5. Experimental Setup

The paper evaluates bpftime by answering four key questions related to performance, efficiency, compatibility, and security.

  • Datasets/Workloads:

    • Micro-benchmarks: A series of small, targeted tests to measure specific performance aspects. For hook performance, this involves calling a hooked empty function repeatedly. For runtime efficiency, it includes benchmarks for integer math (log2_int), loops (prime), memory operations (memcpy), and control flow (switch).
    • Real-World Programs: Programs from the bcc-tools suite, such as malloc.py (traces memory allocations) and opensnoop.py (traces open() syscalls), were used to test compatibility.
  • Evaluation Metrics:

    • Latency (ns): This metric measures the time overhead introduced by a single hook invocation. It is defined as the total time taken to execute a hooked function call minus the time taken to execute the original, unhooked function. It is measured in nanoseconds (ns). A lower value is better.
    • Instruction Count (#Inst): The number of CPU instructions executed by the hook mechanism. This provides a hardware-agnostic measure of the hook's complexity. A lower value is generally better.
  • Baselines:

    • Kernel eBPF: The standard, in-kernel implementation of uprobes and syscall tracepoints serves as the primary performance baseline.
    • Other Userspace Runtimes: For VM efficiency, bpftime with its LLVM JIT is compared against:
      • ubpf: A userspace eBPF interpreter.
      • rbpf: A userspace eBPF JIT compiler written in Rust.
      • WASM: A WebAssembly runtime, representing an alternative VM technology.
      • Native: The performance of the benchmark code compiled directly to native machine code, representing the theoretical performance ceiling.

6. Results & Analysis

  • Core Results: Hook Performance The paper's most significant finding is the dramatic performance improvement for uprobes. The results from Table 1 are transcribed below.

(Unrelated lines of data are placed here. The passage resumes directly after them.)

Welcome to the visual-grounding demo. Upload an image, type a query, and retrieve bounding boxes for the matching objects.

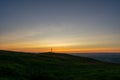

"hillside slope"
[0,50,120,80]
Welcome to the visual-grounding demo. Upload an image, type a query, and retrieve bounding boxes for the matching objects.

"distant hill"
[0,50,120,80]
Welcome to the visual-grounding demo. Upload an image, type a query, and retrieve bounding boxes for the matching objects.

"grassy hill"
[0,50,120,80]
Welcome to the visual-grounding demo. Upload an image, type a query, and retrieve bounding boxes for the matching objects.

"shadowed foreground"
[0,50,120,80]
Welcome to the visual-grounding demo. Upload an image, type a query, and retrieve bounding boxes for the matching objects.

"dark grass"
[0,50,120,80]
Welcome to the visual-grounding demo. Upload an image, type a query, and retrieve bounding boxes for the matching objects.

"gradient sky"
[0,0,120,52]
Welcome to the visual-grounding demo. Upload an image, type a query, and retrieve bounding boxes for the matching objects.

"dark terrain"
[0,50,120,80]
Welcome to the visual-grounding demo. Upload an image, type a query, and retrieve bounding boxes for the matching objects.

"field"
[0,50,120,80]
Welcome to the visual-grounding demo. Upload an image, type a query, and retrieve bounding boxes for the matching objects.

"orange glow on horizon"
[3,47,120,53]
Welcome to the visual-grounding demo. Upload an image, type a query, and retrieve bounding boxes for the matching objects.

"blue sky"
[0,0,120,51]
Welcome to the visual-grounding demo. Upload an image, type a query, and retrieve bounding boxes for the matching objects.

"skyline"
[0,0,120,52]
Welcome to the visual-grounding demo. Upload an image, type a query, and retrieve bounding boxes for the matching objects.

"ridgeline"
[0,50,120,80]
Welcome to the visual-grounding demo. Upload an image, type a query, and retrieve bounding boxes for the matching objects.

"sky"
[0,0,120,53]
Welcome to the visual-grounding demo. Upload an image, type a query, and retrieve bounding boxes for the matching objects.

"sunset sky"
[0,0,120,52]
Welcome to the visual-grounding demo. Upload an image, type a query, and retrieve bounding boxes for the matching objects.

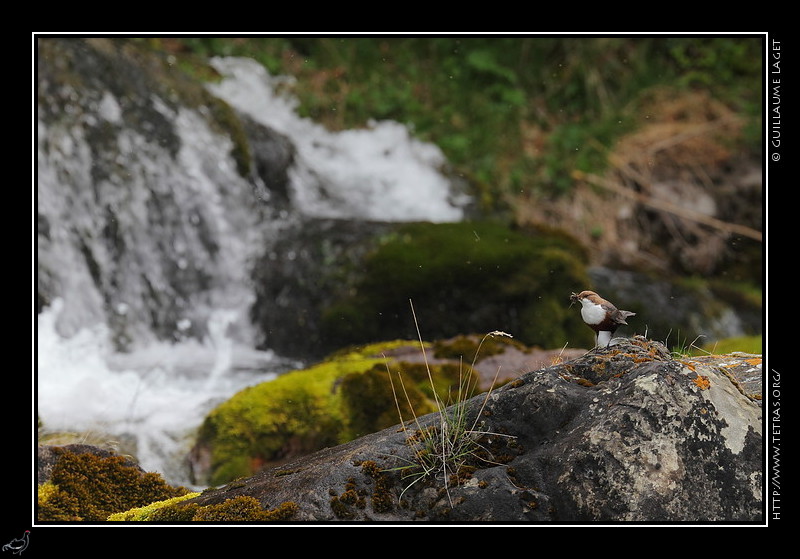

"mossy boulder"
[36,445,189,522]
[108,493,297,523]
[321,222,592,347]
[192,341,478,485]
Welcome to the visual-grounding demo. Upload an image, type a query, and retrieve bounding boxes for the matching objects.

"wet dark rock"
[187,337,763,523]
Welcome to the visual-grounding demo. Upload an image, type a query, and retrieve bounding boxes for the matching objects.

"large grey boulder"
[187,337,763,523]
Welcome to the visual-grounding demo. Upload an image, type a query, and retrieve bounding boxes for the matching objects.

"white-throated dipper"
[569,291,636,347]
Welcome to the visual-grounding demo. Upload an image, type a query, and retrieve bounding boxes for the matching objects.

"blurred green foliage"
[321,221,591,347]
[167,35,764,208]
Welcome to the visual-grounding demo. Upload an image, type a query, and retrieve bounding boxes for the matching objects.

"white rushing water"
[209,57,469,222]
[35,54,466,485]
[36,301,290,485]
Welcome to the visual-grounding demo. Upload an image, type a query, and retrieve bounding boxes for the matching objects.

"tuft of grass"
[387,301,512,506]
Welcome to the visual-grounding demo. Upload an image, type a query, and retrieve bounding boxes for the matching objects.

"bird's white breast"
[581,299,606,324]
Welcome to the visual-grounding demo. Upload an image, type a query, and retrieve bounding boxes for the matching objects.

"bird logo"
[3,530,31,555]
[569,291,636,347]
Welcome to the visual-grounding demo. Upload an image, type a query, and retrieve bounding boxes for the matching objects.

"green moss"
[37,451,188,521]
[198,341,432,485]
[192,496,299,522]
[692,336,763,355]
[108,493,200,522]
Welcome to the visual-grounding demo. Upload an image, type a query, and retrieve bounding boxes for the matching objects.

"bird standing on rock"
[569,291,636,347]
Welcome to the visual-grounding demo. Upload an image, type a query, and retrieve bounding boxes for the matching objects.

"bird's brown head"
[569,291,597,303]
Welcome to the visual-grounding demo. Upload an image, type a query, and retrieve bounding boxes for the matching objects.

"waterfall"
[208,57,470,222]
[35,39,467,484]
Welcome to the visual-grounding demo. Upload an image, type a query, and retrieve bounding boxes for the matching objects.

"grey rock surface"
[186,337,763,523]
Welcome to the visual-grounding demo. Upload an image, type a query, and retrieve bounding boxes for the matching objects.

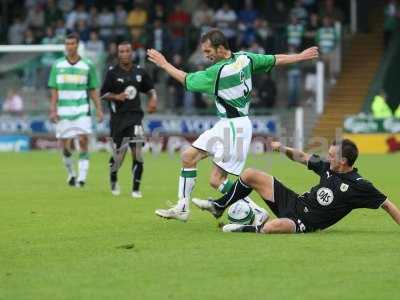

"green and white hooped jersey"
[185,52,275,118]
[48,57,99,120]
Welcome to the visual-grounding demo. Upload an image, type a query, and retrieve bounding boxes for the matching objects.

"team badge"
[317,187,333,206]
[125,85,137,100]
[340,183,349,192]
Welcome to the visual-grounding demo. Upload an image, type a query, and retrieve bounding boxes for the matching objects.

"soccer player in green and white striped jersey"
[147,29,318,221]
[48,34,103,187]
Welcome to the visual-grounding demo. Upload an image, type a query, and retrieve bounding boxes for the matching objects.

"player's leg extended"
[109,136,129,196]
[222,169,296,234]
[131,143,144,198]
[60,139,76,186]
[78,134,89,187]
[156,147,207,221]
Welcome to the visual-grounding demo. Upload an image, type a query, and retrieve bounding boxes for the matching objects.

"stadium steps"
[309,14,383,148]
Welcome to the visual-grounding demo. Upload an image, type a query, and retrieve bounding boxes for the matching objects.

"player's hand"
[147,49,168,68]
[147,101,157,114]
[49,109,58,123]
[96,110,104,123]
[300,46,319,60]
[271,142,282,151]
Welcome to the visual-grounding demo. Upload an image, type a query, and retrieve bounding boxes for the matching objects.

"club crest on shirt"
[340,183,349,192]
[317,187,333,206]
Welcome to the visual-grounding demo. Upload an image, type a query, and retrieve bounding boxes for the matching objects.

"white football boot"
[192,198,224,219]
[132,191,143,198]
[155,205,189,222]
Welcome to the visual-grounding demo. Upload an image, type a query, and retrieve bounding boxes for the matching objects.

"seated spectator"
[126,4,147,27]
[114,4,128,41]
[254,73,277,108]
[394,104,400,119]
[304,13,320,48]
[214,2,237,49]
[88,5,100,30]
[319,0,344,23]
[168,4,190,54]
[254,18,275,53]
[98,6,115,42]
[150,2,167,24]
[54,19,67,41]
[286,16,304,49]
[371,91,393,119]
[316,17,338,84]
[26,3,45,35]
[383,0,400,48]
[148,19,170,57]
[104,42,118,70]
[66,4,89,30]
[75,20,90,42]
[3,89,24,115]
[192,1,214,32]
[238,0,258,27]
[85,30,104,57]
[287,46,301,108]
[24,27,36,45]
[167,54,185,111]
[289,0,308,26]
[44,0,63,26]
[7,17,26,44]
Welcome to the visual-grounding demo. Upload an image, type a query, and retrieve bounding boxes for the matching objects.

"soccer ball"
[228,200,255,225]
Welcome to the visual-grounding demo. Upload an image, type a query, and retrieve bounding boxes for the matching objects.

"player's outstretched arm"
[382,199,400,225]
[147,49,187,84]
[89,89,104,122]
[271,142,310,165]
[49,89,58,123]
[275,46,319,66]
[146,89,158,114]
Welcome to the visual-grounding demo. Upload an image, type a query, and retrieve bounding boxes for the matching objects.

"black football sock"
[109,157,118,183]
[214,177,253,209]
[132,160,143,191]
[241,225,263,233]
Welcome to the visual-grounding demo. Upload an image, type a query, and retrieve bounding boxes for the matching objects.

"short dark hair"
[200,29,230,50]
[332,139,358,167]
[65,32,80,44]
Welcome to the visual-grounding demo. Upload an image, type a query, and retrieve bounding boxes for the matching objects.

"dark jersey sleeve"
[350,179,387,209]
[307,154,329,175]
[100,67,112,96]
[140,70,154,93]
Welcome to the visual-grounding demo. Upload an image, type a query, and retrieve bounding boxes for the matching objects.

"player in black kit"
[192,139,400,233]
[101,42,158,198]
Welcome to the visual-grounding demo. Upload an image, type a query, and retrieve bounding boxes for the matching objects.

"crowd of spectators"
[7,0,346,112]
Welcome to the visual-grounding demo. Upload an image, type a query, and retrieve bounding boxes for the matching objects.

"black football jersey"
[296,154,386,230]
[101,64,154,118]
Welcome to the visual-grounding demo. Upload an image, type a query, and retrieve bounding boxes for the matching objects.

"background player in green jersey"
[48,34,103,187]
[147,29,318,221]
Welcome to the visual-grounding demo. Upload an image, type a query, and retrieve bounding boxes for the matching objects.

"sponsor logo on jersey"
[340,183,349,193]
[317,187,333,206]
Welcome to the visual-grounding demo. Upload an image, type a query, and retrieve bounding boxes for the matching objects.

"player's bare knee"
[240,168,257,185]
[209,173,224,189]
[181,149,196,168]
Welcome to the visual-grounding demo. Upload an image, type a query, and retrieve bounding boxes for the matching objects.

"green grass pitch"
[0,152,400,300]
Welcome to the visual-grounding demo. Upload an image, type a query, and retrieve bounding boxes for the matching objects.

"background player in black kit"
[101,42,157,198]
[194,139,400,233]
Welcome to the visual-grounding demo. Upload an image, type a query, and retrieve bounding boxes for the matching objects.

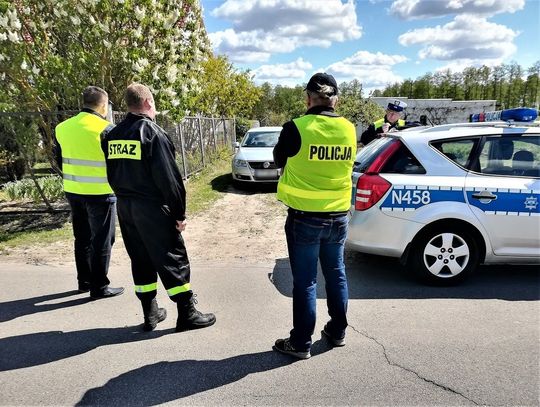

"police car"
[348,108,540,284]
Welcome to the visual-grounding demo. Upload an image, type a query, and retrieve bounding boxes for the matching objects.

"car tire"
[409,225,480,285]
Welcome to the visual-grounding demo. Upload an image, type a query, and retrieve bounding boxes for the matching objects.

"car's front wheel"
[409,226,480,285]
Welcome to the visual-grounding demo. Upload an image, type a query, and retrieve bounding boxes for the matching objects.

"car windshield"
[242,131,280,147]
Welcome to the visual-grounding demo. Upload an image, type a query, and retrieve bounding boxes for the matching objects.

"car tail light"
[354,174,392,211]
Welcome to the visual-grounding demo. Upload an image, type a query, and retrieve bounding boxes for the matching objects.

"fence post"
[176,121,189,179]
[212,116,217,151]
[231,117,236,146]
[197,116,206,167]
[221,116,228,145]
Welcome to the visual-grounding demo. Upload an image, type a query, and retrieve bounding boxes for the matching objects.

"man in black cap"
[360,99,407,145]
[274,73,356,359]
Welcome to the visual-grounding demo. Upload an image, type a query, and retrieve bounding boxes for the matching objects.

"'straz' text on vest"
[108,140,141,160]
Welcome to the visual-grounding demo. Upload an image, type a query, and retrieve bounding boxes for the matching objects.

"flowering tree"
[0,0,210,141]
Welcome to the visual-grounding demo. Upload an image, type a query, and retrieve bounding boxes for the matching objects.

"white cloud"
[399,15,519,64]
[326,51,407,91]
[390,0,525,20]
[252,58,313,86]
[209,0,362,63]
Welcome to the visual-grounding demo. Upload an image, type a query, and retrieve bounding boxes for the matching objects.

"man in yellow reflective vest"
[360,99,407,145]
[55,86,124,299]
[274,73,356,359]
[102,83,216,332]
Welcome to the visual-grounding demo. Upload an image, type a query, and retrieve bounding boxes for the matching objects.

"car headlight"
[234,160,247,168]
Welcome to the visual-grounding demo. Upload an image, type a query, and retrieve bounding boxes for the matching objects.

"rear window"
[353,137,426,174]
[478,135,540,177]
[381,143,426,174]
[432,139,478,168]
[353,137,395,172]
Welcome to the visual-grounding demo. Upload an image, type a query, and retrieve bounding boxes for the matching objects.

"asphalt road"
[0,254,540,406]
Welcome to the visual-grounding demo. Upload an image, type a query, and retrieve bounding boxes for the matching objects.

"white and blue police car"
[347,108,540,284]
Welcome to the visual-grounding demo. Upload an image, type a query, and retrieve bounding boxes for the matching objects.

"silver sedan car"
[232,127,282,183]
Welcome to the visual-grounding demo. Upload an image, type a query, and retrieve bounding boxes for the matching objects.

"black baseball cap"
[304,72,338,96]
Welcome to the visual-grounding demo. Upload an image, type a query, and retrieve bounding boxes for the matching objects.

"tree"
[336,79,384,126]
[0,0,210,158]
[194,56,261,118]
[523,61,540,109]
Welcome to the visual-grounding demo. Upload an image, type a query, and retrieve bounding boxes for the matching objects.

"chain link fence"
[0,111,236,184]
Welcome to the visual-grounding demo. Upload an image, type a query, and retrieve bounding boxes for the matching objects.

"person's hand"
[176,219,187,232]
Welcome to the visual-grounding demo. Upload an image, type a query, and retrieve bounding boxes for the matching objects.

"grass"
[186,151,232,215]
[0,150,232,254]
[0,222,73,254]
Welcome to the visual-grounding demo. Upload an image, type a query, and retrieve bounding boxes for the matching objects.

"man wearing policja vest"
[274,73,356,359]
[55,86,124,299]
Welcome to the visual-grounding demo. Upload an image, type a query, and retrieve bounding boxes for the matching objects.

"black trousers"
[66,193,116,291]
[118,197,191,302]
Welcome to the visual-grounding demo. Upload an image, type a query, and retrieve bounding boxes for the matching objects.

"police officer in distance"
[274,73,356,359]
[360,99,407,145]
[102,83,216,332]
[55,86,124,299]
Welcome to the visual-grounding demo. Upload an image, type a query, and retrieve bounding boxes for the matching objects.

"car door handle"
[472,190,497,200]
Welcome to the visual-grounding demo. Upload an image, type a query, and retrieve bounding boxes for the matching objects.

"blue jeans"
[285,211,349,351]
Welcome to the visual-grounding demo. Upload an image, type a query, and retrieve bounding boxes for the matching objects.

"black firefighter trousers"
[117,197,192,303]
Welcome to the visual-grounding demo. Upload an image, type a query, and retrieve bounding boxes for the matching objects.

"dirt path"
[0,187,287,265]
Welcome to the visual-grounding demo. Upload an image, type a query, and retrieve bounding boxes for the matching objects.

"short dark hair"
[124,83,153,109]
[83,86,109,108]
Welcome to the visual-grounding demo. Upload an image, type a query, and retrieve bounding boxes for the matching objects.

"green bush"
[4,175,64,202]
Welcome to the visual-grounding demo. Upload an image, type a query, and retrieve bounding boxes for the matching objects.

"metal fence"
[0,111,236,179]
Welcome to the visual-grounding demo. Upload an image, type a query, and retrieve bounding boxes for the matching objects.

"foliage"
[235,117,252,141]
[253,80,384,126]
[336,79,384,125]
[374,61,540,108]
[194,56,261,117]
[253,83,306,126]
[186,148,232,215]
[0,0,209,116]
[0,0,210,168]
[0,116,42,181]
[3,175,64,202]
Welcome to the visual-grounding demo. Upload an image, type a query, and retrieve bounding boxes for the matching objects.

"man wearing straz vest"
[102,83,216,332]
[274,73,356,359]
[55,86,124,299]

    Probe Types Kernel (ns) User (ns) #Inst
    Uprobe 3224.17 314.57 4
    Uretprobe 3996.80 381.27 2
    Syscall Tracepoint 151.83 232.58 4
    Embedding Runtime Not available 110.01 N/A

    Analysis:

    • Uprobe/Uretprobe: bpftime's userspace uprobe is over 10x faster than the kernel uprobe (314 ns vs. 3224 ns). This is a direct result of eliminating the two expensive context switches. The low latency makes it feasible to trace functions that are called very frequently without impacting application performance.
    • Syscall Tracepoint: Interestingly, bpftime's userspace syscall hook is slightly slower than the kernel's syscall tracepoint (232 ns vs. 151 ns). This is because the kernel's tracing mechanism for syscalls is highly optimized and integrated deep within the syscall handling path. In contrast, bpftime's hook is more generic and incurs a small overhead from its binary rewriting mechanism. However, the performance is still in the same order of magnitude and acceptable for many use cases.
    • Embedding Runtime: This shows the low overhead of simply having the runtime present in a process.
  • Core Results: Runtime Efficiency Image 3 shows the performance of bpftime's LLVM JIT compared to other runtimes on various micro-benchmarks.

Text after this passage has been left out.